- Original author: X.Org Foundation
- Stable release: 1.0 / 1996; 29 years ago
- Website: www.x.org/wiki/XKB/

= X keyboard extension =

X Window keyboard control extension

In human–computer interfaces, the X keyboard extension or XKB is a part of the X Window System that extends the ability to control the keyboard over what is offered by the X Window System core protocol, and allows to use multiple keyboard layouts.

Its main features are:
- enhanced support for modifiers (, etc.);
- better treatment of key groups (typically keyboard layouts);
- extended control of keyboard indicators (LEDs) and bells;
- various new keyboard parameters (controls);
- association of actions (of a particular kind) to keys.

XKB is composed of two parts: a server extension and a client library. Modern versions of Xlib contain XKB, which is active by default. Client programs not using this extension can deactivate it before connecting with the server, or can simply work normally as the extension simulates the core protocol by default.

XKB is also used by Wayland compositors and kmscon.

== Latched and locked modifiers ==

XKB allows a modifier to be locked or latched, other than being in its regular state. Normally, a modifier is active exactly when it is pressed, like the Shift. However, a modifier may also be locked, like the Caps Lock modifier. When a modifier is locked, it remains active until it is explicitly deactivated. An intermediate condition between regular and locked is the latched state: When a modifier is latched, it remains active, but only until the next non-modifier key is pressed.

XKB allows a client application to explicitly latch or lock a modifier. Moreover, an application can bind a key press or release to a modifier state change. This way, a modifier may automatically become latched or locked whenever a key is pressed or released.

== Key groups ==

XKB allows for the keyboard to switch between any of four different character groups. This is usually done for making a keyboard behave like a keyboard of a different language. In this context, the set of characters that is generated by the keyboard is called a group, and a keyboard can switch to a different group at any time.

XKB defines some group selectors (which are simply called groups in the specification). As with modifiers, a group selector can be associated with a key, but can also be latched or locked.

== Controls ==

The behavior of the keyboard depends on a number of parameters that can be changed by the clients. These parameters are called controls. For example, the SlowKey control can be used to ignore short keypresses. Another control is the MouseKeys, which makes some keypresses to simulate mouse movements. The control only indicates whether this simulation is active or not; which keys produce the movement is not considered a part of the control, but is specified by attaching actions to these keys.

The above two controls are Boolean: they are either active or not. The PerKeyRepeat is a control that is not Boolean. Namely, it is a mask that says which keys are in autorepeat mode. According to the specification, non-Boolean controls are "always active": that means that they always depends on a set of parameters (in this case, the mask), but that there is no single bit that can be used to deactivate the effects of the control completely.

Other than being Boolean or non-Boolean, controls also classifies as affecting the behavior of the server and affecting the behavior of the client library. The two above are server controls. Client library controls affect the translation of a keycode or a sequence of keycodes into a string (XLookupString) and event delivery.

== Actions ==

XKB allows for associating actions with key presses, which moves some of the burden of input event processing from client applications to the X server. However, the actions that can be associated with keys are limited to the following:
1. Change the state of a modifier, making it active, inactive, latched or locked
2. Change the state of the group selectors (same as modifiers)
3. Simulate a mouse event (movement or button activity)
4. Change the active screen (this kind of action is optional, that is, not necessarily supported by the server)
5. Change the state of Boolean controls
6. Generate a message event (that is, a packet that is sent to the client)
7. Generate a different keycode
Moreover, there are some actions related to devices that are available if the server supports the X Input extension.

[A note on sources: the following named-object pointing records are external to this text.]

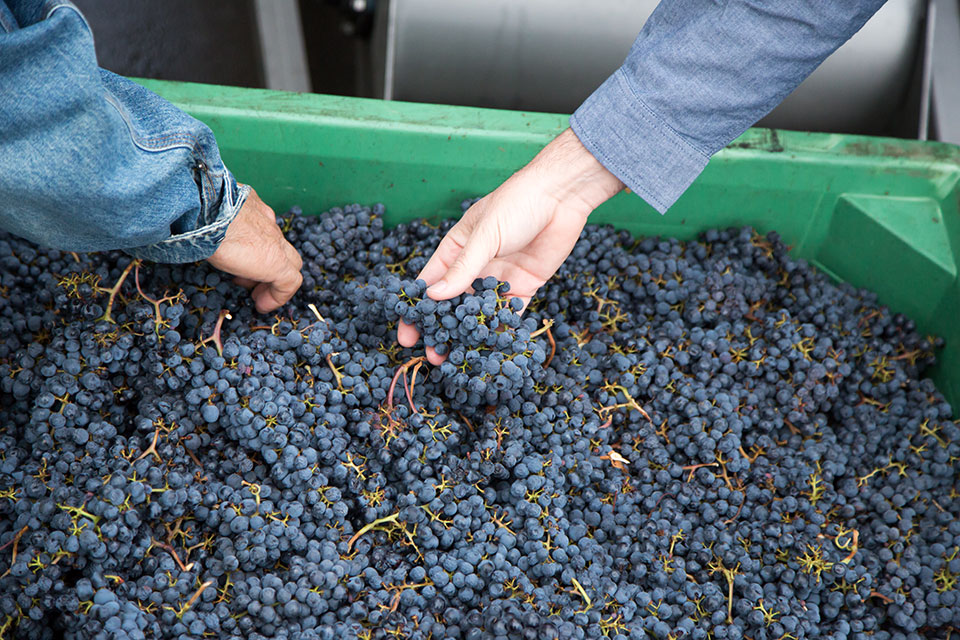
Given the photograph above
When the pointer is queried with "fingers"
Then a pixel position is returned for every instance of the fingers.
(271, 295)
(481, 247)
(255, 251)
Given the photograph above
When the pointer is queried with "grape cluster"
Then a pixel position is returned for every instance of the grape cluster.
(675, 440)
(493, 357)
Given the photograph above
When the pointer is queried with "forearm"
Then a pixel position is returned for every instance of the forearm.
(699, 74)
(91, 161)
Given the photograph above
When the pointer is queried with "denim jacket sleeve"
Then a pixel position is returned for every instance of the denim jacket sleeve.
(699, 74)
(90, 161)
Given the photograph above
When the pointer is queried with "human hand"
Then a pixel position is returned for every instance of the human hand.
(255, 251)
(521, 232)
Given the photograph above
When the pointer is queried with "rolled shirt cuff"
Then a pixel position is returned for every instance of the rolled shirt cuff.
(635, 144)
(202, 242)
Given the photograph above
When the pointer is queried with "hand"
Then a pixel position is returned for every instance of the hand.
(521, 232)
(255, 251)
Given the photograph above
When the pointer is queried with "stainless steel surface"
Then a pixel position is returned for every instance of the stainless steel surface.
(863, 84)
(548, 55)
(945, 80)
(281, 44)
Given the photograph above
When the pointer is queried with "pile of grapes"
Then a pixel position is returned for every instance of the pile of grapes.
(676, 440)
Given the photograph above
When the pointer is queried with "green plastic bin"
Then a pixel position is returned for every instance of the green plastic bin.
(879, 213)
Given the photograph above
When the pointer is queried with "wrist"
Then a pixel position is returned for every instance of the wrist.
(569, 173)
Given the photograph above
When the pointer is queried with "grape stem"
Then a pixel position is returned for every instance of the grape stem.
(215, 336)
(114, 290)
(173, 552)
(401, 372)
(13, 541)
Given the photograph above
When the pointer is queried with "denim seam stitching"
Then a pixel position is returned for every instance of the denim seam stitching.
(205, 230)
(610, 162)
(156, 144)
(657, 120)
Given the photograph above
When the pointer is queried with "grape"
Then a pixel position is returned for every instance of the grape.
(706, 439)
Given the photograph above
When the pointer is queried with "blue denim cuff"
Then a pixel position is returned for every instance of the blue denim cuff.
(202, 242)
(635, 144)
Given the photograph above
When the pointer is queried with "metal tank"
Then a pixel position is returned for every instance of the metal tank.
(549, 55)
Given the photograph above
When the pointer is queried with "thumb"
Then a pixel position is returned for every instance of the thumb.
(481, 247)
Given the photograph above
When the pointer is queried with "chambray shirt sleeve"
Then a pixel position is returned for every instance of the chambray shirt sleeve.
(91, 161)
(698, 75)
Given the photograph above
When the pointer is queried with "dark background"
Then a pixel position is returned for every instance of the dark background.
(217, 42)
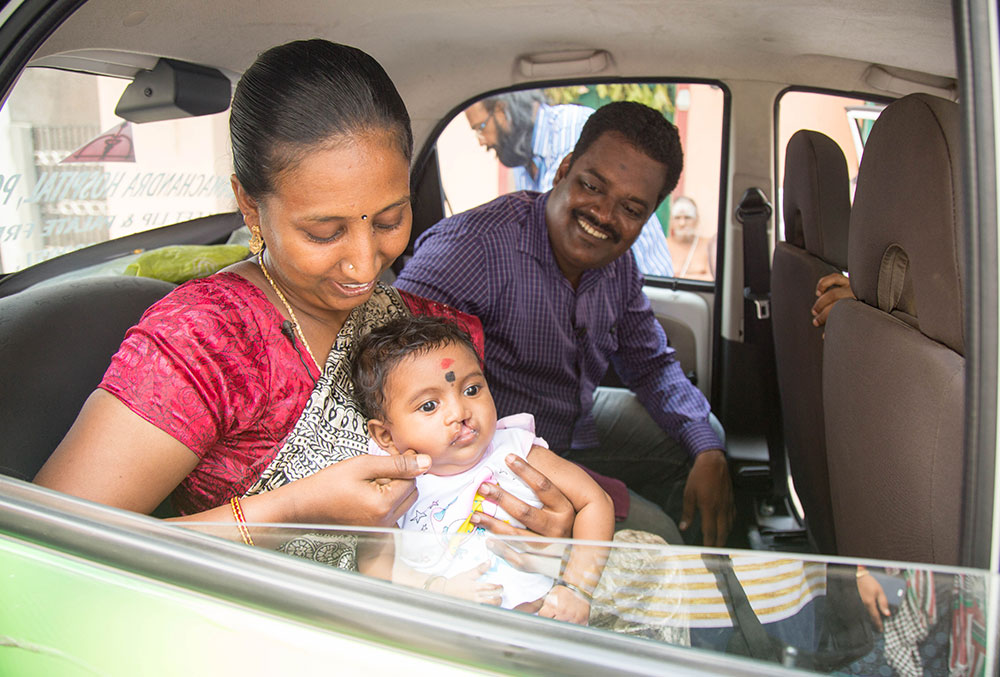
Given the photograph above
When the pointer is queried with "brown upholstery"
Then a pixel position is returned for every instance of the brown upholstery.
(893, 371)
(56, 343)
(816, 211)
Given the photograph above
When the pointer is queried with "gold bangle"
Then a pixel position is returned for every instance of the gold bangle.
(241, 522)
(575, 588)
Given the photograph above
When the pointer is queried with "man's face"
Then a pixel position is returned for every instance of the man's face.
(598, 207)
(495, 131)
(485, 124)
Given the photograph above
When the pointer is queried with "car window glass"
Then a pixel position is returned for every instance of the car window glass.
(812, 612)
(515, 141)
(73, 174)
(846, 120)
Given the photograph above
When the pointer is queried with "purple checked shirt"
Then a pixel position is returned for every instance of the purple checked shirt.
(548, 345)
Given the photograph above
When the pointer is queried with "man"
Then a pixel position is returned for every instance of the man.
(532, 137)
(545, 273)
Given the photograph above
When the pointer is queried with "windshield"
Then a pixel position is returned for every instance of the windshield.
(804, 612)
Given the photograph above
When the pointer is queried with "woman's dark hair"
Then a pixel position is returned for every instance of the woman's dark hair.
(646, 129)
(385, 347)
(304, 94)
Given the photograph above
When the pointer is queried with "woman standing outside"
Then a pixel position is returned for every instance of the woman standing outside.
(232, 394)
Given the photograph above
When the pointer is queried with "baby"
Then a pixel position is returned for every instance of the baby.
(420, 383)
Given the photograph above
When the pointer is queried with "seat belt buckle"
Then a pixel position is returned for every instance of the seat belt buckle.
(762, 302)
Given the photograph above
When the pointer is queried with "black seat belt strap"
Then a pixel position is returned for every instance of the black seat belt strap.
(753, 213)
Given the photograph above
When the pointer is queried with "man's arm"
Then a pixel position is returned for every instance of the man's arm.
(448, 268)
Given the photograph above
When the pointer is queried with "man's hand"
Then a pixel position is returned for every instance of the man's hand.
(873, 597)
(830, 289)
(710, 490)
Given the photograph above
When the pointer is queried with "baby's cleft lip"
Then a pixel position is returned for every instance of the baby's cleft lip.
(465, 435)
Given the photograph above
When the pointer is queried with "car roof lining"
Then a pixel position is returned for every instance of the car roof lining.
(449, 56)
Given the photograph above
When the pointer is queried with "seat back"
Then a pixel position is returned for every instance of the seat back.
(894, 366)
(55, 344)
(816, 208)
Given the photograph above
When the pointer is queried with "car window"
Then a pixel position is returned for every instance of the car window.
(516, 140)
(76, 175)
(846, 120)
(811, 611)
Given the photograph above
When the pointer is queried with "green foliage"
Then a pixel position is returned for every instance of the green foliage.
(658, 96)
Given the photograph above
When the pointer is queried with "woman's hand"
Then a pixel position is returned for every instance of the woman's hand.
(554, 519)
(830, 289)
(563, 604)
(364, 490)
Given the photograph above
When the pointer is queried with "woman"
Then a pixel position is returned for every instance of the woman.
(236, 385)
(689, 250)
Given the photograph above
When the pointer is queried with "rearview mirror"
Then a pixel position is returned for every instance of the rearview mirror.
(174, 89)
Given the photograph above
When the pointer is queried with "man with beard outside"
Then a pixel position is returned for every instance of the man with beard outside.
(532, 137)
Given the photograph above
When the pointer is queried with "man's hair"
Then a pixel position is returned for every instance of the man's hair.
(383, 348)
(519, 107)
(645, 129)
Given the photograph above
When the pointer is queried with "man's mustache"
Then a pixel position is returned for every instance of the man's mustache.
(604, 227)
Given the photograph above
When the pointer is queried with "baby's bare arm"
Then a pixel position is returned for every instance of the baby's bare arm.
(595, 519)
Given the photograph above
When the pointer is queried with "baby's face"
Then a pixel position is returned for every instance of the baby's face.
(438, 403)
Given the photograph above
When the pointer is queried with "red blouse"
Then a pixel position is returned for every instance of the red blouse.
(209, 366)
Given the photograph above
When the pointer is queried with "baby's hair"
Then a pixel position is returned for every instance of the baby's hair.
(385, 347)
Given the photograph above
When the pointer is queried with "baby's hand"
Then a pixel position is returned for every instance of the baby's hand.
(563, 604)
(468, 586)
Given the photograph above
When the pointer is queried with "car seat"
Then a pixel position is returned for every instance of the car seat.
(56, 342)
(893, 363)
(816, 208)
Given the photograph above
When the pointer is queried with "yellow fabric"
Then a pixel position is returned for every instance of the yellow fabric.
(180, 263)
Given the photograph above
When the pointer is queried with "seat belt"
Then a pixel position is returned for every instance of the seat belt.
(753, 213)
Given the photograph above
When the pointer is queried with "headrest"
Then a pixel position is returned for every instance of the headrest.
(817, 198)
(906, 240)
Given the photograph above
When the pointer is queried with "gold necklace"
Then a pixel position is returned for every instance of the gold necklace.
(288, 307)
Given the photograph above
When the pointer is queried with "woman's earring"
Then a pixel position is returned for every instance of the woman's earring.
(256, 243)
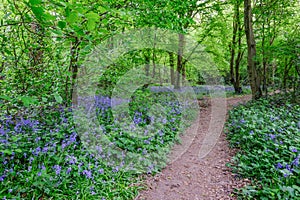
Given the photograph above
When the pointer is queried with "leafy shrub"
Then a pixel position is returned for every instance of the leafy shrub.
(266, 132)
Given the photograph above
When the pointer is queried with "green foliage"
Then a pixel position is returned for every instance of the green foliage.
(266, 132)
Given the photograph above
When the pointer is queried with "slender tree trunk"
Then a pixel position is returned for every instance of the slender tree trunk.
(252, 64)
(232, 48)
(73, 69)
(147, 65)
(172, 65)
(235, 60)
(179, 59)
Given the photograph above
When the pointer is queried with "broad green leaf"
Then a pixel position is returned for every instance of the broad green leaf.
(58, 98)
(5, 97)
(61, 24)
(38, 12)
(35, 2)
(92, 16)
(27, 101)
(91, 25)
(72, 18)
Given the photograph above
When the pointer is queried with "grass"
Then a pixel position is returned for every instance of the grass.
(266, 132)
(43, 154)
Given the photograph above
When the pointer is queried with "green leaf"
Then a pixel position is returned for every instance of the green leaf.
(7, 151)
(38, 12)
(18, 150)
(5, 97)
(91, 25)
(92, 16)
(35, 2)
(61, 24)
(72, 18)
(27, 101)
(58, 98)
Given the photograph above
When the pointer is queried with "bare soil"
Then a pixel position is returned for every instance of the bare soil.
(191, 178)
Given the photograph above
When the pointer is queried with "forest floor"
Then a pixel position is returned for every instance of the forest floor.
(191, 178)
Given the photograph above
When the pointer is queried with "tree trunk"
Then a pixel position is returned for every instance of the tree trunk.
(251, 67)
(147, 65)
(172, 65)
(179, 59)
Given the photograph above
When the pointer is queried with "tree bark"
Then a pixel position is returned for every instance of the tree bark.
(179, 59)
(172, 65)
(252, 64)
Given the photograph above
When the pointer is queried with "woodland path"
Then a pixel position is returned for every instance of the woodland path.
(188, 177)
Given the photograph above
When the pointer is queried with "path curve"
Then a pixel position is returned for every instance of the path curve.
(189, 178)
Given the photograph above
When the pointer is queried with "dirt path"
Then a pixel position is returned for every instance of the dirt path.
(189, 178)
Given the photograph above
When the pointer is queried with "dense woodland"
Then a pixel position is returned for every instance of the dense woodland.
(253, 44)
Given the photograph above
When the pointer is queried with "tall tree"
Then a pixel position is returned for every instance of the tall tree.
(251, 46)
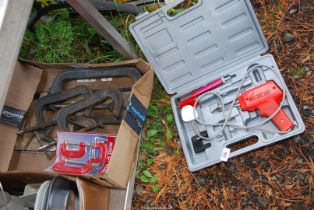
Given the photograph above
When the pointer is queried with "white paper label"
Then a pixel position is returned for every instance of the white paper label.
(85, 80)
(225, 154)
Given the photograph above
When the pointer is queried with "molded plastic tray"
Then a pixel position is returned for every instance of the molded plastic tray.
(187, 49)
(212, 39)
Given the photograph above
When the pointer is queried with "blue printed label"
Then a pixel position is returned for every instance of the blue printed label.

== Compatibility problems ==

The X keyboard extension is incompatible with core keyboard handling and as a result several modifier keys are not working or require workarounds inside emulated environments such as VNC or Xephyr.

== Other ==

XKB allows better handling of the keyboard indicators (LEDs). In particular, XKB provides symbolic names for indicators, which allows binding indicators to keyboard activity and checking which indicators are actually present on the keyboard.

XKB also improves upon the core protocol's handling of bells; the core protocol only supports one bell, and the only action a client can perform is to ring the bell. XKB supports multiple named bells and allows a client to deactivate some of them and to be informed when a bell is rung.

XKB allows a client to query the physical shape of the keyboard, including the shapes of individual keys. In particular, keys are arranged into sections, possibly rotated (as an example, the numeric keypad is typically considered a section). Within a section, keys are arranged into rows. Keys and sections have a geometry, which comprise the approximate outline of the key, its bounding box, and the precise form. Other than keys, the geometry also includes doodads, which are elements on the keyboard that are not keys. The overall shape of the keyboard is a doodad. Information provided about doodads includes their color and any text printed on them (including the font used).